安装完成后会提供 parallux 命令:

parallux --help

未安装时,可以在源码目录中使用模块入口:

python3 -m parallux examples/basic.py

运行配置文件

通过命令行运行配置文件:

parallux examples/basic.py

向配置文件传递参数:

parallux examples/basic.py -- case=hello

配置文件内可通过以下对象读取参数:

goal.argv
goal.args

仅生成执行计划而不实际运行命令:

parallux examples/basic.py --dry-run

配置文件可以声明为可执行文件:

#!/usr/bin/env parallux

添加执行权限后,可以直接运行:

./examples/basic.py

Runner

本地 Runner:

local = goal.local(
    name="local",
    workspace="workspace/runners/local",
    max_jobs=2,
)
goal.setRunner(local)

SSH Runner:

server = goal.ssh(
    name="server-a",
    host="runner.example.com",
    user="user",
    workspace="workspace/runners/server-a",
    max_jobs=4,
)

goal.setRunner([local, server])

workspace 表示 Runner 侧的输出根目录。未显式指定 workspace 时,默认使用:

~/parallux

指定 work_relpath 时,每个命令的工作目录为:

<runner.workspace>/<work-relpath>/

未指定 work_relpath 时,Parallux 会使用默认路径:

<runner.workspace>/<auto-work-relpath>/

默认工作路径在任务提交时按递增编号生成,并保证同一次运行内唯一。该编号属于内部调度细节,配置文件需要读取输出位置时应使用句柄或执行结果中的 work_relpathwork_dirstdout_pathstderr_path。全局并行度由 goal.setParallel(n) 控制,单个 Runner 的并行度由 max_jobs 控制。

调度接口

goal.schd() 用于注册命令。注册操作不会立即启动命令:

goal.schd("make test", threads=1)

goal.issue() 用于提交当前已经注册的命令,并返回任务组句柄:

handle = goal.issue()
handle.sync()

goal.run() 用于立即提交一个非阻塞命令,并返回命令句柄:

handle = goal.run("echo immediate")
handle.sync()

需要固定 Runner 时,可以在 goal.schd() 中显式指定 runner

local = goal.local(name="local", workspace="workspace/local")
goal.setRunner(local)

goal.schd("echo scheduled on local", runner=local)
goal.issue().sync()

Runner 实例也提供 run(),用于立即提交到指定 Runner:

local.run("echo immediate on local").sync()

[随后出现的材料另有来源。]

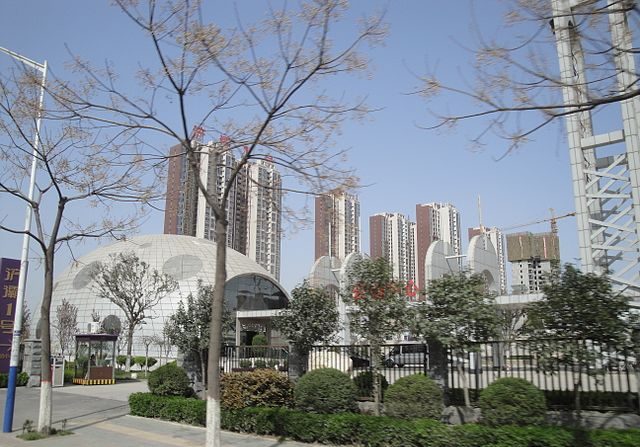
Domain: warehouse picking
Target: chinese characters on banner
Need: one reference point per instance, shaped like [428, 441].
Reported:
[9, 274]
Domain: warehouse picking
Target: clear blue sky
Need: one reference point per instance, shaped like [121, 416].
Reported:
[402, 164]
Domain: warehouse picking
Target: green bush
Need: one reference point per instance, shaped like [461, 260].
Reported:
[372, 431]
[261, 341]
[325, 390]
[21, 379]
[169, 380]
[259, 388]
[261, 363]
[170, 408]
[415, 396]
[121, 360]
[364, 384]
[512, 401]
[138, 360]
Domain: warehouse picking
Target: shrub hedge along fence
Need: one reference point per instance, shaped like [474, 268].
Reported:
[372, 431]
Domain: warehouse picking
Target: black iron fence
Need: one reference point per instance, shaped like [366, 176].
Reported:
[246, 358]
[609, 376]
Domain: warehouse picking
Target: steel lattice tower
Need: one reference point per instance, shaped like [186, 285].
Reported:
[605, 167]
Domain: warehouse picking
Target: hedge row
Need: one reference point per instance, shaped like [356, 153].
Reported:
[372, 431]
[21, 379]
[558, 399]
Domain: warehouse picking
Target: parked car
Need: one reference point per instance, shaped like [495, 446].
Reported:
[411, 353]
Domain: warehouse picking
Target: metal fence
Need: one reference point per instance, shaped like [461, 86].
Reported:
[244, 358]
[607, 374]
[609, 378]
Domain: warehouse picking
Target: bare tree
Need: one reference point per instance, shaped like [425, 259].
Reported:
[79, 168]
[516, 85]
[66, 325]
[133, 286]
[26, 322]
[267, 86]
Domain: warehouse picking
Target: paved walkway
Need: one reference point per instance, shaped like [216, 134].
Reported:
[98, 417]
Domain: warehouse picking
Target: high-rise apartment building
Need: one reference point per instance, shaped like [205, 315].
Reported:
[532, 257]
[253, 207]
[337, 224]
[497, 240]
[264, 215]
[392, 236]
[435, 221]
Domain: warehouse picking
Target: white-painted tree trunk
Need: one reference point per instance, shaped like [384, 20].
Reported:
[45, 410]
[213, 438]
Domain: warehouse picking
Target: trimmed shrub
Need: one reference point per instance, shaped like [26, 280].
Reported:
[151, 361]
[259, 388]
[364, 384]
[325, 390]
[512, 401]
[372, 431]
[170, 408]
[121, 360]
[415, 396]
[21, 379]
[261, 341]
[169, 380]
[138, 360]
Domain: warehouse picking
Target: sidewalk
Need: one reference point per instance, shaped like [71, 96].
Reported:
[98, 417]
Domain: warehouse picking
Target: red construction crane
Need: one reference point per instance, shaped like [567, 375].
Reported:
[553, 220]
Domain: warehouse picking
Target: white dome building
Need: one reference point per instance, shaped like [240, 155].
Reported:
[251, 292]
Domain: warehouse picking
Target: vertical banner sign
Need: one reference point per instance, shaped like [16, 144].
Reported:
[9, 275]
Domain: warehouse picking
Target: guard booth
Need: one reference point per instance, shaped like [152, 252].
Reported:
[95, 359]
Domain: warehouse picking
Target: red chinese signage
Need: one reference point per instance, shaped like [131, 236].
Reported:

配置文件退出时,如果仍存在已经注册但尚未提交的命令,Parallux 会在结束前自动提交并等待这些命令完成。

Handle

goal.run() 和 Runner 实例的 run() 返回单命令句柄,goal.issue() 返回任务组句柄。单命令句柄在命令被调度后会记录分配结果:

handle = goal.run("echo runner=$PARALLUX_RUNNER")

result = handle.sync()
print(handle.runner_name)
print(handle.work_dir)
print(result.stdout_path)

单命令句柄和执行结果包含以下信息:

command
runner / runner_name
work_relpath
work_dir
command_path
stdout_path
stderr_path
cores
numa_node

Runner 状态

Runner 提供运行时状态查询接口,可用于配置文件内部的调度决策:

status = local.status()

print(status.active_jobs)
print(status.available_jobs)
print(status.logical_core_count)
print(status.configured_cores)
print(status.available_cores)
print(status.available_core_count)

常用快捷接口:

local.active_jobs()
local.available_jobs()
local.logical_core_count()
local.configured_cores()
local.configured_core_count()
local.available_cores()
local.available_core_count()

也可以通过 goal.runner_status() 查询所有 Runner 或指定 Runner 的状态:

all_status = goal.runner_status()
one_status = goal.runner_status(local)

logical_core_count 表示 Runner 已知的总逻辑线程数。configured_cores 表示由 Parallux 管理、可用于核心绑定的核心集合。available_cores 表示当前尚未被 Parallux 任务租用的 configured_cores 子集,不表示操作系统层面的 CPU 空闲率。未声明 core_poolnuma_nodes 时,configured_coresavailable_cores 为空列表。

命令选项

goal.schd()goal.run() 和 Runner 实例的 run() 支持相同的命令选项:

goal.schd(
    "echo hello",
    name="hello",
    threads=1,
    numa_node=0,
    cores=[0],
    env={"KEY": "value"},
    cwd=None,
    work_relpath="suite/case",
    check=True,
    timeout=60,
)

命令运行时会注入以下环境变量:

PARALLUX_RUNNER
PARALLUX_WORK_RELPATH
PARALLUX_WORK_DIR

输出文件

每个命令的输出文件写入该命令的工作目录:

<runner.workspace>/<work-relpath>/
  command.txt
  stdout.txt
  stderr.txt

未显式指定 work_relpath 时,输出文件写入默认工作目录:

<runner.workspace>/<auto-work-relpath>/
  command.txt
  stdout.txt
  stderr.txt

NUMA

Runner 可以声明核心池和 NUMA 节点:

local = goal.local(
    name="local",
    core_pool=range(0, 8),
    numa_nodes={0: range(0, 4), 1: range(4, 8)},
)
goal.setRunner(local)

for index in range(2):
    goal.schd(
        "echo runner=$PARALLUX_RUNNER",
        runner=local,
        threads=1,
        numa_node=0,
        work_relpath=f"numa/{index}",
    )

goal.issue().sync()

当 Runner 配置了核心池时,threads 会从核心池中申请核心,并使用 numactl 包装命令。

Workload 工具

workloads() 用于根据输入路径生成稳定的工作路径,适用于批量 workload 场景。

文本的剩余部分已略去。